Ask for a specific action:
“Escalate to Payments Ops to trigger manual identity verification for payout changes.”
“Verify if my account is stuck in a verification loop and clear the flag.”
“Confirm whether SMS to my carrier/region is blocked for payout actions and enable alternate verification.”
Attach proof:
Screenshots of the prompt.
Timestamped list of attempts.
Screenshot of 2SV settings showing authenticator app enabled and phone verified.
7) Escalate with precision if the first reply is canned
Reopen the case, reference the case ID, and request:
“Route to Captive Payments Support/Payments Operations. Prior responses did not address reproduction steps or requested actions.”
Use the “Call me now” option from the same case, not a new one. Keep the thread intact.
If unresolved after 72 hours, use Executive Seller Relations escalation:
Keep it factual and short. Include your entity name, marketplace, case IDs, reproduction steps, and what you want them to do (manual verification override or alternate factor enablement).
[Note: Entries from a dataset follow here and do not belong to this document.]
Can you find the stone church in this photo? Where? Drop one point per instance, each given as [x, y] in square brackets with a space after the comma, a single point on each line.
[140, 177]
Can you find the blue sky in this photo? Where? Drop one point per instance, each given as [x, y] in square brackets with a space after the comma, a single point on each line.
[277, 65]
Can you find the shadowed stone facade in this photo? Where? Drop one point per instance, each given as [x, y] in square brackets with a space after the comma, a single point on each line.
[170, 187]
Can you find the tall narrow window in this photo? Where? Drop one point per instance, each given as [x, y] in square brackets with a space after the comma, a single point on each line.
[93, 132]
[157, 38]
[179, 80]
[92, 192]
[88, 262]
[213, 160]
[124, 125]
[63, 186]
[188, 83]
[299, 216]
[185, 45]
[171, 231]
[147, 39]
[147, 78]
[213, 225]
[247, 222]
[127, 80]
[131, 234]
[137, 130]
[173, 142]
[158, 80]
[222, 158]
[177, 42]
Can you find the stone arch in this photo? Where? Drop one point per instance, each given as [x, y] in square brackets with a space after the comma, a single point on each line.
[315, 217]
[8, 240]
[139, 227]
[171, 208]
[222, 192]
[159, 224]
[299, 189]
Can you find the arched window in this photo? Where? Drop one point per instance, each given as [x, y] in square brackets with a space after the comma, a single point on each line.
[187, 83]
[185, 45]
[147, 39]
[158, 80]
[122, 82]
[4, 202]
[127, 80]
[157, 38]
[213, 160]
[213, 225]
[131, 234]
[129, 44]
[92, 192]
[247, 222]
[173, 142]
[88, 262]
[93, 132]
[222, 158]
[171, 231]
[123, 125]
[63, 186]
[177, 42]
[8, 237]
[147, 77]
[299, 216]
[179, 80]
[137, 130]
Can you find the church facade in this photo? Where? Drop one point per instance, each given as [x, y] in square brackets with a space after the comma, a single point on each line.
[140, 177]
8) If you need to ship orders now, deploy a temporary workaround
If the bank update is blocking disbursements but not listing, continue selling and accumulate balance while the fix processes. Most manual verifications complete within 2–5 business days once routed correctly.
If the marketplace is locked until verification, pause paid ads and inventory transfers to control costs while you push the escalation.
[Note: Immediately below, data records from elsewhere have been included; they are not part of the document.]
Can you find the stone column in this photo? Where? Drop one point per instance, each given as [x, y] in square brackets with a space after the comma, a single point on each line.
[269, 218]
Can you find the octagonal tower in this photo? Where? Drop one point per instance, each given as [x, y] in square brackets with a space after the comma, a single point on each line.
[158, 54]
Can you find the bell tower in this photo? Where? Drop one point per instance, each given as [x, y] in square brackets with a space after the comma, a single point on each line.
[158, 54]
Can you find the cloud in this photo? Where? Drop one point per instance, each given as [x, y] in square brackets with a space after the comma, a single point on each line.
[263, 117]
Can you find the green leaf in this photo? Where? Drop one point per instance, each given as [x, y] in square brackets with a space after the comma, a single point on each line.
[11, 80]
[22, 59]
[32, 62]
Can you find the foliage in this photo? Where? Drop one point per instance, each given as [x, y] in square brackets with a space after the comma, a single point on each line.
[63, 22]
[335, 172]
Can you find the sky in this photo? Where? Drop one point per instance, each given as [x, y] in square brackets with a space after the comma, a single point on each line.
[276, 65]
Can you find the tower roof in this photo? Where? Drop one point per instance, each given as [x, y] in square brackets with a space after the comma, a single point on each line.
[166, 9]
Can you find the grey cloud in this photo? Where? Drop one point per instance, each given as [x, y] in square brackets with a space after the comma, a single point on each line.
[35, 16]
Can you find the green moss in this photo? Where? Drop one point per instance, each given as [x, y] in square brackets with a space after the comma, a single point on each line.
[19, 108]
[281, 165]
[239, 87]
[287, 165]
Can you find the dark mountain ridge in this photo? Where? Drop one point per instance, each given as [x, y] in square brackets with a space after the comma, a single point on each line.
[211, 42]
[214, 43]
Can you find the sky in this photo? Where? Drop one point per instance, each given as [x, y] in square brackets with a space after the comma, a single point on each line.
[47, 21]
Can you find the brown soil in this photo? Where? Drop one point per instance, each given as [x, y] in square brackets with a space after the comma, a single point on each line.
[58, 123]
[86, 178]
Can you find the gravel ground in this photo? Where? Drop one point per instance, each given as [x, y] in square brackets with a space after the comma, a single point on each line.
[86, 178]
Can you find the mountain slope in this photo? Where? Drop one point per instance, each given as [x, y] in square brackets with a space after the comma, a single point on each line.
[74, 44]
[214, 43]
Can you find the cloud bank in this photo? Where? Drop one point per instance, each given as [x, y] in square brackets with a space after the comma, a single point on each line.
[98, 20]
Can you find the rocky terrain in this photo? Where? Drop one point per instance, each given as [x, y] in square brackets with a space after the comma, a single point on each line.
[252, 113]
9) Carrier and device checks worth doing once
Confirm short code delivery: Text HELP to a known Amazon short code in your region, or ask your carrier to confirm short-code delivery is enabled on your line.
Test another physical SIM on your device or a different device with the same number (eSIM issues can interfere with specific short codes).
Turn off spam filters and “filter unknown senders” on iOS/Android during the change.
10) When you post for help, post like a pro
You’ll get better answers if you show the exact steps and what you already tried.
Include marketplace, entity type, the exact path you clicked, the factor requested (SMS vs app), timestamps, and screenshots with sensitive data masked.
State what you want: “Request manual verification for payout method change.”
Bottom line
Amazon’s system rewards sellers who take control. You don’t need endless back-and-forth with first-line support. Lock down your verification methods, run the change in a clean environment, present a proper escalation with evidence, and ask for the precise back-office action. That’s how you move from stuck to done.